Sunday, October 11, 2009

October 11th, 2008...

...was the day that, at about 10am, the kindly man from the funeral home came to take Josie gently away from me.

I remember how he was shaking a little bit and on the edge of tears as he cradled her gently like any other newborn baby, and I told him "take care of her for me" in some cliche way (isn't that what you expect someone on TV to do? Only it actually came out of my mouth rather naturally) and he replied "we will..."
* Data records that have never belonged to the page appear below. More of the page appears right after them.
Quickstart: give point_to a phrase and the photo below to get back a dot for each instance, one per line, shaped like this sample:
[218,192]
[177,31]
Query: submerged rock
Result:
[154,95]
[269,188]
He was in a black suit, looking very appropriate I remember. I suppose people from funeral homes have to dress appropriately in black an awful lot, because of their professions. One can't work at a place like that looking like Rainbow Brite, after all. He was very, very nice though, that man. I felt sad for him because he was almost crying.

I was alone when Josie left and for a moment, as she was taken out of the door, I felt like panicking - I felt like I was losing my grip. But then, the morphine kicked in again and I turned to the somewhat pacifying television set and looked for something "normal" to watch. I think some kind of morning show was on: lots of people cheering, looking like the most spectacular thing that had happened to them that day was being part of the studio audience. Good for them, I thought. Life is obviously normal somewhere.

The hospital allowed me to eat something for breakfast that day, as well. I think it might have been something savory. My doctor came in and told me that according to blood taken earlier that day, my count was something dreadful and they were going to put more blood in. They then did that, along with saline. I do believe that at some point around midday my blood oxygen level started to improve to the point where they felt it was okay to unhook some of the machines.

I cannot for the life of me remember much about how I spent the entire rest of the day. I know they got me up and walking later that afternoon, finally, after my bloody, messy, frightening (more for the nurses - I just felt bad about the amount of blood they had to clean up) attempt the previous evening. I walked all the way down to the nurses station and all the nurses were rather impressed. My favorite nurse, Ann (who, much to my chagrin, has now retired) came and visited me. I think many people came and visited, and I had no idea what to say to any of them.

H came back with A, who wanted to leave, it seemed, much too soon. I begged him to take her home to grandma and then to come back and spend the night. I didn't know how I was going to get through the quiet hours without my morphine drip. It took some convincing, but he agreed. He then left to take A back home...

I remember that evening, being so grateful for the fact that H was there. Babies crying startled me...and they were everywhere. My ears seemed to have become more acutely aware of absolutely every noise, and I became frightened by the drug-induced and hormone-induced dreams I'd have when I drifted off to sleep. Coughing hurt, and I felt congestion building in my lungs as I lay there in bed; my incision was totally numb and the little butterfly stitches felt so strange and dry to touch. My belly was bruised completely black from the attempts to get Josie out in time.

It was a strange time: I was kind of in purgatory between being fairly calm and simultaneously wanting to scream and totally lose my mind - perhaps that's how it feels, just before one goes completely mad. I think they call it "on the brink" and then you have to make a choice: go crazy, or start climbing through the most insane territory possible, to get back to a new normality somewhere far ahead; somewhere legendary.

So my first night without Josie, I can't say I was "in denial" because I knew perfectly well what had happened. But, at the same time, my body was certainly pumping me full of all the happy hormones it could, because I'm sure some part of my brain knew that if it didn't, the shock might totally overwhelm me and stop my heart.

Now we're a year later and I do think about this day in 2008. I think for the next week or so, I will be following a time line - re-stepping in the days of last year. I'm so grateful that Isobella is here to keep me company though - she's such a blessing and a total miracle because looking at the state of my body this time last year, I'm surprised my ovaries didn't just shrivel up and die... Thank goodness for life's unwillingness to just "quit."


margaret said...

What a terrible experience for you Jay. I know for me, I managed to hold my physical self together until after my son had passed away. After leaving the ICU, I developed the worst migraine I'd ever had in my life and by the time I had reached my room I was shaking and sobbing uncontrollably. I then threw up which was unbearable painful with my incision and then my bladder shut down. It's so hard to be in that emotional spot when your body is shutting down from all the trauma it's endured. Josie is beautiful and I am so sorry she's not here with you. It's such a terrible, painful thing to lose your child. I ache for every mother who has gone through the pain of having to say goodbye. When the funeral home came to pick up our son, I was still admitted to hospital and it was wrenching to let him go...Sending you hugs.

A day in the Life... said...

Thank you for sharing and continuing to share about Josie.

Emerging Butterfly said...

Dearest Jay Jay...Thank you for sharing your story.

I've been thinking about my own it over and over in my mind. All of the WHY's get louder each day. So many sweet mothers with the tears of loss in their hearts....I admire your courage and sweet way to go on with your head head high after such a nightmare. You are an inspiration to me. I am so excited for you to have sweet Isobella. I can feel her light all the way in Montana.

Love to you, Isobella....and dear Josie.